Как открыть фрамугу, они придумали давно, и вот сейчас, распахнув окно, внимательно следили за передвижениями вожатого. Что происходило под козырьком, было не очень хорошо видно. Платон постоял там какое-то время, потом замигал свет и на крыльце возникла статуя. Они обменялись двумя фразами и растворились в резко наступившей темноте.
Серега схватил опасно покачнувшегося приятеля за пятку и втащил в палату. Глебов больно врезался подбородком в батарею, лязгнул зубами и упал на пол.
– Ну? – Щукин удивленно смотрел в испуганное лицо друга.
– Она… она…
– Говори! – толкнул его Серега.
– Там Платон стоял. И она…
– Нет, значит, Платона?
Щукин осторожно выглянул на улицу, потом захлопнул окно – сильно, до упора, до жалобного звона стекла. Задернул штору.
– Так, отсюда надо линять.
– Куда? – с тоской в голосе спросил Василий. – Из окна прыгать будешь? Прямо в нежные объятия этого чудовища?
Оба покосились на штору. Она слегка раскачивалась, как будто бы от сквозняка.
– Может, стоит прочитать молитву и перекреститься? – осторожно предложил Щукин.
– Ага, еще поплевать через левое плечо и натереть лицо чесноком. Ты чего, совсем сбрендил? Она же не вампир и не привидение, а вообще непонятно что.
– Тогда разбить. – Серега попробовал сдвинуть с места железную тумбочку. – Как только она появится под окном, я на нее тумбочку сброшу. – Но тумбочка оказалась неподъемной.
– Ты ее разобьешь, а она потом соберется и тебя разобьет – ни один врач не склеит.
– Врач! – От пришедшей в его голову догадки Щукин подскочил. – Куда делась эта толстая врачиха? Вечером не заходила, ужином нас не кормила. Чего она вообще с нами собирается делать? Или ее тоже… съели?
Ребята прислушались.

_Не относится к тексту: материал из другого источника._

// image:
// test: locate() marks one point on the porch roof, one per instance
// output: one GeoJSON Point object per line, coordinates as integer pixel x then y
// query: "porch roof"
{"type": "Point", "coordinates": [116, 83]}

В корпусе стояла тишина. Абсолютная тишина. Как будто бы в здании совсем никого не было. Ни одного человека. От этой тишины у Глебова мурашки побежали по коже. Было в ней что-то невероятное.
Вдруг стена дрогнула, по пустым лестницам и коридорам прокатился глухой гул. Где-то вдалеке шарахнула дверь.

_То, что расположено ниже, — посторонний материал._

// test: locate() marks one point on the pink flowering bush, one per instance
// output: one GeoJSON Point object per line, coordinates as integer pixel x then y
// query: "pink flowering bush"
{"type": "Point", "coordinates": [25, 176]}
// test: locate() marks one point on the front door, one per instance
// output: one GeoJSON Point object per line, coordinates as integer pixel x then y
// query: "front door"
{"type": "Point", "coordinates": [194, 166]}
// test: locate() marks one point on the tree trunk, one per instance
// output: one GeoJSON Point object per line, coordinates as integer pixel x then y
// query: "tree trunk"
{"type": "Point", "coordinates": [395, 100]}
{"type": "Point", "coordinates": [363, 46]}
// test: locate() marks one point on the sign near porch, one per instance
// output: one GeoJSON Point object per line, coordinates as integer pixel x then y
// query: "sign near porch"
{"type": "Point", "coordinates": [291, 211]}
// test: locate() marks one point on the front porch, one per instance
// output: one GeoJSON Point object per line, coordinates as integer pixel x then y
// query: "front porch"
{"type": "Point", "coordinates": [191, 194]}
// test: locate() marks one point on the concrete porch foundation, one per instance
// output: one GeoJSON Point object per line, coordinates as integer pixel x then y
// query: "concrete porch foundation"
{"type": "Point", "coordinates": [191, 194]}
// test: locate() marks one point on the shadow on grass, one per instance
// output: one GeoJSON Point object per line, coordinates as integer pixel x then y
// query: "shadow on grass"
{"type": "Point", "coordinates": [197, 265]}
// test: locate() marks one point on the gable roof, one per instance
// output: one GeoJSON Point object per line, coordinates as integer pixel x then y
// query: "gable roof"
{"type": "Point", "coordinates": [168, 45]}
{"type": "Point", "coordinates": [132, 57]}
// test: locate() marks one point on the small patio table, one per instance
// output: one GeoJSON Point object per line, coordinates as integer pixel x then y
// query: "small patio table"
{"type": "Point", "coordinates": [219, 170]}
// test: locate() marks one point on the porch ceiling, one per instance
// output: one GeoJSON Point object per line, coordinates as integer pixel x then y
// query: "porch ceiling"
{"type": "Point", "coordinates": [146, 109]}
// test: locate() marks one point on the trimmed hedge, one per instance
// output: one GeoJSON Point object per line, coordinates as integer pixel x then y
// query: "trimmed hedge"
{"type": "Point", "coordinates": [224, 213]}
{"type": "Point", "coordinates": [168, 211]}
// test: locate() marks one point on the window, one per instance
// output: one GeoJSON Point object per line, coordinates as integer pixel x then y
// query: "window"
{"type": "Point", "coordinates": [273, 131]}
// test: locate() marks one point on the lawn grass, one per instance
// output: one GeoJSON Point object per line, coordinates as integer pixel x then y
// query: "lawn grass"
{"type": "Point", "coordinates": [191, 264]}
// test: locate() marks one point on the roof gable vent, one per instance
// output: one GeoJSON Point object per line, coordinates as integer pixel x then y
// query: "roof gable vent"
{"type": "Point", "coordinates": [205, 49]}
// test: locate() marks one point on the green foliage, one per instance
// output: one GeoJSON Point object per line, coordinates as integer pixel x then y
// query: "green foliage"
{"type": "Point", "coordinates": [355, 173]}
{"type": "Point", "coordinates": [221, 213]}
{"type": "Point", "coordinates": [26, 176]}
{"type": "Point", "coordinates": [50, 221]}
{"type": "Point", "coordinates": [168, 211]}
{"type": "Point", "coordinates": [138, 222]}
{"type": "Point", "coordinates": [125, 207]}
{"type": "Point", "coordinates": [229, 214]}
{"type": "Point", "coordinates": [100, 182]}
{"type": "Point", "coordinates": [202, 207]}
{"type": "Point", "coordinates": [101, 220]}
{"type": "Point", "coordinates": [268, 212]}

Ребята переглянулись. У обоих были бледные, испуганные лица.
– Тихо. – Глебов приложил палец к губам. На цыпочках подбежал к двери, прислушался.
Стены опять дрогнули, хлопнула очередная дверь. Василий отпрянул назад, взгляд его стал затравленным.

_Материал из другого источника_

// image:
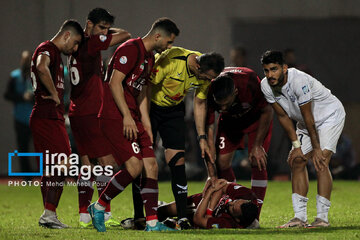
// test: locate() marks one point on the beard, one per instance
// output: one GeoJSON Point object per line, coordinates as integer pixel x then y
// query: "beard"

– Сюда идет, – упавшим голосом прошептал он.
Дальше все произошло мгновенно. Не сговариваясь, ребята нырнули под кровать, сдернули пониже одеяло, чтобы их не было заметно. От пола шла легкая вибрация – по коридору кто-то двигался небыстрой уверенной походкой. Шаги были обыкновенные, это могли быть и тяжелая статуя, и легкий Платон.
Идущий остановился около двери, зазвенел ключами. Васька почувствовал, как Серега мелко дрожит.
«Ага, не хочешь опять попадать к барабанщице, – злорадно подумал он. – Так тебе и надо. Хотел отсидеться – вот и отсиделся. В следующий раз будешь меня слушать, а не дурацкие идеи толкать».
Лежать под кроватью было страшно неудобно. Ворочаясь на жестком и холодном полу, Васька вспомнил, что прошлой ночью тоже лежал под кроватью. Под Ленкиной. И ждал неизвестно чего. И даже не ждал, а представлял себя героем шпионского боевика. Дурак! Тогда пришла барабанщица. Ее он не услышал. Она подозрительно легко забралась на подоконник. Почти бесшумно. Хотя весит, наверное, килограммов сто, а может, и двести. Да и вторая барабанщица не топала. Двери ей были не помеха. Она сквозь них проходила, как сквозь воду. И это тоже, несмотря на всю свою материальность и тяжесть. Значит, это не она… Вернее, не они…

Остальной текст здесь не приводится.